If you met Ogadinma today, what would you say to her?
Answer: I think I would just hug her and hold on for a long time.
Illustration by Tiffany Baker
You believe that “distance is a form of self-care” when writing from personal experiences. Which of your books felt more personal? Are there any practical exercises you would recommend to other writers to check self-censoring and the feeling of shame from getting personal?
Answer: In my case, I needed a bit of geographical distance from my source of trauma to be able to confront myself and my experiences on the page. Lately, I have begun to look more outward. One exercise that has helped with my creative nonfiction is writing about my environment. Like the climate and nature, our religious practices, the music we played, the food my family enjoyed, the sounds on the streets, our clothing and tales, my family’s origin stories. I write short responses to these prompts and stitch the fragments into my deeply personal stories in such a way that they form the spine of my reflections. That way, the essay is more about me and even more about what formed me.
Knowing what you know now about your life and journey as a writer, if there was something you could return to do differently, what would it be and why?

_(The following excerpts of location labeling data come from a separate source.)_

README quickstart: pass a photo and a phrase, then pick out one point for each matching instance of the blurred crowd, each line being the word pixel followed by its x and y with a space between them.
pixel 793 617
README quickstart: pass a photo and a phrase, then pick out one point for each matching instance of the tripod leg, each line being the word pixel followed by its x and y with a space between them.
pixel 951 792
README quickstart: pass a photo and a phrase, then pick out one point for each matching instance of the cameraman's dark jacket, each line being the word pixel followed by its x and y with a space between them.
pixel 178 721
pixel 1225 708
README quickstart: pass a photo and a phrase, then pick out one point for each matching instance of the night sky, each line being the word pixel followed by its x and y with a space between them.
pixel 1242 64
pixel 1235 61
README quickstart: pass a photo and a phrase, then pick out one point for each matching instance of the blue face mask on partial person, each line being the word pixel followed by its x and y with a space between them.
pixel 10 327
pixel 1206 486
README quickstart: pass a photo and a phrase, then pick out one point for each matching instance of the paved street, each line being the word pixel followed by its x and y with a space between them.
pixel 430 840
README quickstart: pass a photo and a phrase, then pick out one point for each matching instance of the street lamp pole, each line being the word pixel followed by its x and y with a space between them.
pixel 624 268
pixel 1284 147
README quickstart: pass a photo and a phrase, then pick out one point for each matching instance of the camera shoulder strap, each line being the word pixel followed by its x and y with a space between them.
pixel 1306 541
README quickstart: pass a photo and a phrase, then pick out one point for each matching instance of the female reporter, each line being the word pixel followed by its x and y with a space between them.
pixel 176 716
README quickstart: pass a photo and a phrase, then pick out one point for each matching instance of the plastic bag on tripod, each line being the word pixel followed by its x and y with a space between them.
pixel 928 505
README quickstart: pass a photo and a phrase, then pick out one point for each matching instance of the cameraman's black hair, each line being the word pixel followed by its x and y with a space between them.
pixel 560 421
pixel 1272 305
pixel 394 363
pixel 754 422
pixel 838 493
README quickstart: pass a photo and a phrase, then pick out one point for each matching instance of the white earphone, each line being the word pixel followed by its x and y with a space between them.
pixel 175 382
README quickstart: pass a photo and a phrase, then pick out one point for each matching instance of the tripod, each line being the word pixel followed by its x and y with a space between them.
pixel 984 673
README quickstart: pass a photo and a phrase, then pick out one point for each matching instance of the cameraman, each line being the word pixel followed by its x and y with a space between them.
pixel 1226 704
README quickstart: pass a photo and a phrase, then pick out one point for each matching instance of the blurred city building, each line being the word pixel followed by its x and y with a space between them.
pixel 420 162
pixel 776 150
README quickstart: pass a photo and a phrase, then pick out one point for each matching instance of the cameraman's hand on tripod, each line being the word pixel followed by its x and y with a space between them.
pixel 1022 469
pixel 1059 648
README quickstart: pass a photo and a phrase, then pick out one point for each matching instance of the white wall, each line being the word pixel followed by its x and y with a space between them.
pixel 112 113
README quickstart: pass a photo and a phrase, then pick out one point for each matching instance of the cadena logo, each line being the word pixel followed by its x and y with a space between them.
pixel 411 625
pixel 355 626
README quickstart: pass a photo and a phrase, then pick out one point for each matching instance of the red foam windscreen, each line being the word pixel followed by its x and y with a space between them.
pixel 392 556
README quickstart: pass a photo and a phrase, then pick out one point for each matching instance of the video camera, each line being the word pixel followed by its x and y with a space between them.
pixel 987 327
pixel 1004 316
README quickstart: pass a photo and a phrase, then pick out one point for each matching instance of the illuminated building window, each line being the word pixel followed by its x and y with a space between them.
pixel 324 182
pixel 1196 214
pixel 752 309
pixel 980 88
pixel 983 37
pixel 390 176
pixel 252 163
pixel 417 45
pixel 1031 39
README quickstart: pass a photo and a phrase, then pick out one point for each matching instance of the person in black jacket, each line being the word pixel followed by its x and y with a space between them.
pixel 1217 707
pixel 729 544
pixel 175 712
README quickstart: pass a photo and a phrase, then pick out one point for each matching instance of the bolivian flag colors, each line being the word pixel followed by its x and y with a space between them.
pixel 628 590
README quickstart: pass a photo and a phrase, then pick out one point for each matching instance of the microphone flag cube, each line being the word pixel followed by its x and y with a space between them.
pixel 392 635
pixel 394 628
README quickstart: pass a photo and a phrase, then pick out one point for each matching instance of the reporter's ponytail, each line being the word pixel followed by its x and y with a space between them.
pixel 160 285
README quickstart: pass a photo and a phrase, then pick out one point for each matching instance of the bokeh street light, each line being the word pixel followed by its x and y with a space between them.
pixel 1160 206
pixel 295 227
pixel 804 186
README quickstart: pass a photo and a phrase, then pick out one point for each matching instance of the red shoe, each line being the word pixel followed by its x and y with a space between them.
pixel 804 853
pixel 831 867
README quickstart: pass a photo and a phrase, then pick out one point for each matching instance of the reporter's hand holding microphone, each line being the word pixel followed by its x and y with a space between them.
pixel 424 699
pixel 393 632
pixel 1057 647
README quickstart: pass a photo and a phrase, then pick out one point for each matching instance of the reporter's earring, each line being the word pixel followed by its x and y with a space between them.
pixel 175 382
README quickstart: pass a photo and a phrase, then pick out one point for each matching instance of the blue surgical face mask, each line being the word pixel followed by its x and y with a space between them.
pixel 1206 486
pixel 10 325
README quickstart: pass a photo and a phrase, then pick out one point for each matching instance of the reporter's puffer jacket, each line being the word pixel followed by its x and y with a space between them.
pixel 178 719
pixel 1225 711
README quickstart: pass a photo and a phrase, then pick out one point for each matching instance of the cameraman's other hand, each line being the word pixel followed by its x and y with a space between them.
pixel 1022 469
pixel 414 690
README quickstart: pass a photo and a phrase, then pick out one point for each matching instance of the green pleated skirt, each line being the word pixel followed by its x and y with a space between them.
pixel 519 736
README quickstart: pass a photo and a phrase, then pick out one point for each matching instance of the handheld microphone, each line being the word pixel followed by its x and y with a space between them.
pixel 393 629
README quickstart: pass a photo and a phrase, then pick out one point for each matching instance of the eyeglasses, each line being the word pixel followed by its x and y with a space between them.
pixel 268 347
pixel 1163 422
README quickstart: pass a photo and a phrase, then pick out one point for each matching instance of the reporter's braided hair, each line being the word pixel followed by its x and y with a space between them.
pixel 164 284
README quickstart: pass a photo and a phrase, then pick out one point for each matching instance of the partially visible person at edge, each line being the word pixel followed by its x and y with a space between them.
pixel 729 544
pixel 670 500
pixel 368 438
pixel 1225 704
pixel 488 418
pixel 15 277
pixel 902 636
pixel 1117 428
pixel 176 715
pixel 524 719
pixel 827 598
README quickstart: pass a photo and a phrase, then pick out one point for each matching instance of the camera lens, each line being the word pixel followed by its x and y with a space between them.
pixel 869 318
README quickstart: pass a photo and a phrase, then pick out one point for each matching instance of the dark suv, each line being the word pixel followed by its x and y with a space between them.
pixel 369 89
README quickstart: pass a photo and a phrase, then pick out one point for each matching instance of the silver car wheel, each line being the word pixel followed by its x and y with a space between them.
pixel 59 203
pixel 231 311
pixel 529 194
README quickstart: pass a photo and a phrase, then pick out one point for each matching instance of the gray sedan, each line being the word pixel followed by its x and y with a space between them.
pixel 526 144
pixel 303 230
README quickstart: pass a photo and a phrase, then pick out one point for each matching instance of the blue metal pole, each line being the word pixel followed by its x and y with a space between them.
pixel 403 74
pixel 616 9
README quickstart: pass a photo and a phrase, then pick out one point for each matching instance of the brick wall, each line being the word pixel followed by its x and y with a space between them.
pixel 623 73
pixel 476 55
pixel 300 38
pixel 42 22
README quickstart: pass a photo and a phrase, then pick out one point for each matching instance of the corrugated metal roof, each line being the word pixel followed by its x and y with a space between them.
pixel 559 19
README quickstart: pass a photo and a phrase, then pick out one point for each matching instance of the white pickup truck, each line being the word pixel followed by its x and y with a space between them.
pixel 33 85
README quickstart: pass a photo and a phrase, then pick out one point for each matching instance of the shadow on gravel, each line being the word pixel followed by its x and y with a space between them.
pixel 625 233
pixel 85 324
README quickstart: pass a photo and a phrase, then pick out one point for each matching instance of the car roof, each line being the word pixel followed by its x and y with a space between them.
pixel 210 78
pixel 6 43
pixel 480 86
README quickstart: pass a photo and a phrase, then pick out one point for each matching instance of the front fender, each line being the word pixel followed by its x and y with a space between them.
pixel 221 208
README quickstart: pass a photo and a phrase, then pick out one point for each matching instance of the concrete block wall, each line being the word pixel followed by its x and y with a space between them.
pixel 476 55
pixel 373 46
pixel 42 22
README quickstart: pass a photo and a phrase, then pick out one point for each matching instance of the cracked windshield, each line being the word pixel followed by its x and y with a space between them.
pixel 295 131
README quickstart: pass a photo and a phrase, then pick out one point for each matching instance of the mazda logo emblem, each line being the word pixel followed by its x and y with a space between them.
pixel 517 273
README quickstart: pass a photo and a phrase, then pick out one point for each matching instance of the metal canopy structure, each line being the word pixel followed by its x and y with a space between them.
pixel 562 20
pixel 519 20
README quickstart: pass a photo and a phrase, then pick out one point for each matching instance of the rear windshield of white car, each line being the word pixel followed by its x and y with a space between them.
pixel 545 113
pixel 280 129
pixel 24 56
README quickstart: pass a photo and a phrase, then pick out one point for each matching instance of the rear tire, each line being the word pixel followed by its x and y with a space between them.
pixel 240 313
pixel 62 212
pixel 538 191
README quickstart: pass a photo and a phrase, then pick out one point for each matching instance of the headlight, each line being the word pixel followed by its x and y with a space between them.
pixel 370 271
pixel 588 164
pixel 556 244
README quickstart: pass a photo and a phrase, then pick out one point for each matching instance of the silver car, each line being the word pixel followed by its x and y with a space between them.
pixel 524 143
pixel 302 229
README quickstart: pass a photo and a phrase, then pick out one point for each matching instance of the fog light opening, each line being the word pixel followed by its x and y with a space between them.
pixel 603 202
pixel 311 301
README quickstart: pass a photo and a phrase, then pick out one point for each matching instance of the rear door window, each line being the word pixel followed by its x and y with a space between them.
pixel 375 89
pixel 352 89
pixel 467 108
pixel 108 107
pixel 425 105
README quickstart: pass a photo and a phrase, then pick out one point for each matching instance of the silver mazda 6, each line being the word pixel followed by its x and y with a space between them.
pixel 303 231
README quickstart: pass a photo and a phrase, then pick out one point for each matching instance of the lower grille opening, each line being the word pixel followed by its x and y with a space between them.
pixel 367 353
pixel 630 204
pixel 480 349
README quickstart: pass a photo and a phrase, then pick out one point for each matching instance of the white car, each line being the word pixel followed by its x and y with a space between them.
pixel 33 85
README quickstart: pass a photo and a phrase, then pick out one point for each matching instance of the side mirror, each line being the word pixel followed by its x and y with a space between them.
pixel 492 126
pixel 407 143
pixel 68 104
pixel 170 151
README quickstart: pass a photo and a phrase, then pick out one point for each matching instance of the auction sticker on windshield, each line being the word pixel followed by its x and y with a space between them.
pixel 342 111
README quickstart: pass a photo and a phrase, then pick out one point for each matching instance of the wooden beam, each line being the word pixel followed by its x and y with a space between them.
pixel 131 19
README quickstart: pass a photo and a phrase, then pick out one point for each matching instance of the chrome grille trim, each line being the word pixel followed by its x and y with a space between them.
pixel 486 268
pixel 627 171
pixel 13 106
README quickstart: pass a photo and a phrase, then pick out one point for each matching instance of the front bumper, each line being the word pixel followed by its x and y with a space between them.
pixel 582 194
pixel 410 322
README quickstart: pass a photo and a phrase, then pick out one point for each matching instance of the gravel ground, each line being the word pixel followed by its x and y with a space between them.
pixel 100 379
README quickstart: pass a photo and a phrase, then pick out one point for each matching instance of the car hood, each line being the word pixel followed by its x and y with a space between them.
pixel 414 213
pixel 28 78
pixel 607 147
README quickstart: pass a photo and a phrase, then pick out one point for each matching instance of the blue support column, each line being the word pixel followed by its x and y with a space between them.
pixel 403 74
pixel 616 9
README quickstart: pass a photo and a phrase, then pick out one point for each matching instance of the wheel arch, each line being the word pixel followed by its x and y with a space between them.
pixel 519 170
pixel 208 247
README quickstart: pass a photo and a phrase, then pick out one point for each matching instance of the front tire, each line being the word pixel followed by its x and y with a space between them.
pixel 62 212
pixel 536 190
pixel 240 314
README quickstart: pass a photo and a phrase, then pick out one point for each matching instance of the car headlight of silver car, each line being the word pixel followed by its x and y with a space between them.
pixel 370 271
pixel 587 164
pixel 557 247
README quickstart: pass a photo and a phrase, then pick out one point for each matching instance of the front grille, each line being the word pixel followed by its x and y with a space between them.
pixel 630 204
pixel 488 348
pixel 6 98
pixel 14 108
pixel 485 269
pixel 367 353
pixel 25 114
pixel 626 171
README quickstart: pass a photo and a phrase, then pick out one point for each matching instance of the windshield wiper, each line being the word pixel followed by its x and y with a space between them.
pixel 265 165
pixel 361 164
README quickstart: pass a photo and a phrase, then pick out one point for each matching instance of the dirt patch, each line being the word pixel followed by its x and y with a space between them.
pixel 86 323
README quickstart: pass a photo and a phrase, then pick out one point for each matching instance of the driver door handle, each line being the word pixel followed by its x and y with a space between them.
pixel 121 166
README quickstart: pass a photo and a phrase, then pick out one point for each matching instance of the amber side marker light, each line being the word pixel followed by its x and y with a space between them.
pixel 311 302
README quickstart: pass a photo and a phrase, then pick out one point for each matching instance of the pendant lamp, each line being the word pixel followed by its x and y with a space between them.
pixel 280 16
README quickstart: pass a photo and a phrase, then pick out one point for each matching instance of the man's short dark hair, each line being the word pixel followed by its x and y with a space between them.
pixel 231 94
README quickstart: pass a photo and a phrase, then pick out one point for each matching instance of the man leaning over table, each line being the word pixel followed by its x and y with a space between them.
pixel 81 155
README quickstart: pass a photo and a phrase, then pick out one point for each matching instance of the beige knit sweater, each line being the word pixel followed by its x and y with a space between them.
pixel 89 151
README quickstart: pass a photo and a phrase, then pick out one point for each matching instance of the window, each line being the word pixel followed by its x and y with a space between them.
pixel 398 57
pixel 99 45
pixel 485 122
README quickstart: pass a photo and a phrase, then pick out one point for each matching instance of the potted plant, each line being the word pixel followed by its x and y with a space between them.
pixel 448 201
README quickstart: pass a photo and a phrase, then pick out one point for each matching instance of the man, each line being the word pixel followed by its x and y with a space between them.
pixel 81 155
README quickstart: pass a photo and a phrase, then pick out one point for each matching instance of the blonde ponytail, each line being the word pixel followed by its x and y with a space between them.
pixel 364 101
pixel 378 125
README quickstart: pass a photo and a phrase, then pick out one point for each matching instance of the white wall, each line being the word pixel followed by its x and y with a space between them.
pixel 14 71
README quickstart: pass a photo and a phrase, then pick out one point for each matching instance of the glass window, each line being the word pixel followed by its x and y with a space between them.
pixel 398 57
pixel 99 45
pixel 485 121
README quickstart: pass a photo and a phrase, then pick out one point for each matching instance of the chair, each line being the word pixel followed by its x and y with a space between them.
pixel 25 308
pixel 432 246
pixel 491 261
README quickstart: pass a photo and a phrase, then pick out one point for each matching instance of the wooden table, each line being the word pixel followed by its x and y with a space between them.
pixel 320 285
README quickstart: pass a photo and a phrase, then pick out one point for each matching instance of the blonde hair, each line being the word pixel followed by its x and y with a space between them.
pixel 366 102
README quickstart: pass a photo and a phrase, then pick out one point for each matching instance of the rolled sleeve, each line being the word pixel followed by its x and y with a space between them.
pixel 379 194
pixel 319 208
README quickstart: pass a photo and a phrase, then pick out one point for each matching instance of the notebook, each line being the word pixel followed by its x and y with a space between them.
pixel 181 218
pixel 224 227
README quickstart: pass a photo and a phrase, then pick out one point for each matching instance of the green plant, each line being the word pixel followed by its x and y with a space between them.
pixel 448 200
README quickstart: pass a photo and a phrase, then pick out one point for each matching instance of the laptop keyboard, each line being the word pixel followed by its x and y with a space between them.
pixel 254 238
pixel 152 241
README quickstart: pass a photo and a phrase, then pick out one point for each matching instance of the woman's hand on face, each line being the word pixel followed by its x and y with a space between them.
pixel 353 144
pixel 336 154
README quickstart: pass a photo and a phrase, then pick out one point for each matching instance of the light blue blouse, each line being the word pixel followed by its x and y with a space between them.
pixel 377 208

Answer: I don’t really know. Maybe, play a lot harder? Dance a lot more? I am such a terrible dancer. I used to love singing (I actually was in a choir), but marriage and motherhood happened, and then academia. If I would do anything differently, I would never have left the choir and would have taken up dancing. They undoubtedly would have helped ease some of the stiffness in my joints.
What was the best advice you received that has made you who you are today?
Answer: To be a little more selfish. To prioritize my feeling, even if just for a moment.
At the end of your essay, “After Three children, Reclaiming My Body and My Mind,” you wrote,
It is now 17 years since the birth of my first child, and my altered body has finally begun to feel right. I have learned to wear it. I have slipped easily into a new life, one occasionally wracked with the memories of my experiences, but I am no longer afraid because I now know my affliction.
With this new life, what are your future aspirations?
Answer: Writing forever and ever, and maybe a future in academia? We’ll see.
Ukamaka Olisakwe’s heart-wrenching novel tells the story of the naive and trusting Ogadinma as she battles against Nigeria’s deeply-ingrained patriarchal systems in the 1980s, a time of coups, food shortages, and religious extremism.
After a rape and unwanted pregnancy leave her exiled from her family in Kano, thwarting her plans to go to university, she is sent to her aunt’s in Lagos and pressured into a marriage with an older man.
As their whirlwind romance descends into abuse and indignity, Ogadinma is forced to channel all of her independence and resourcefulness into finding her voice and strength in the face of abuse and cultural expectations.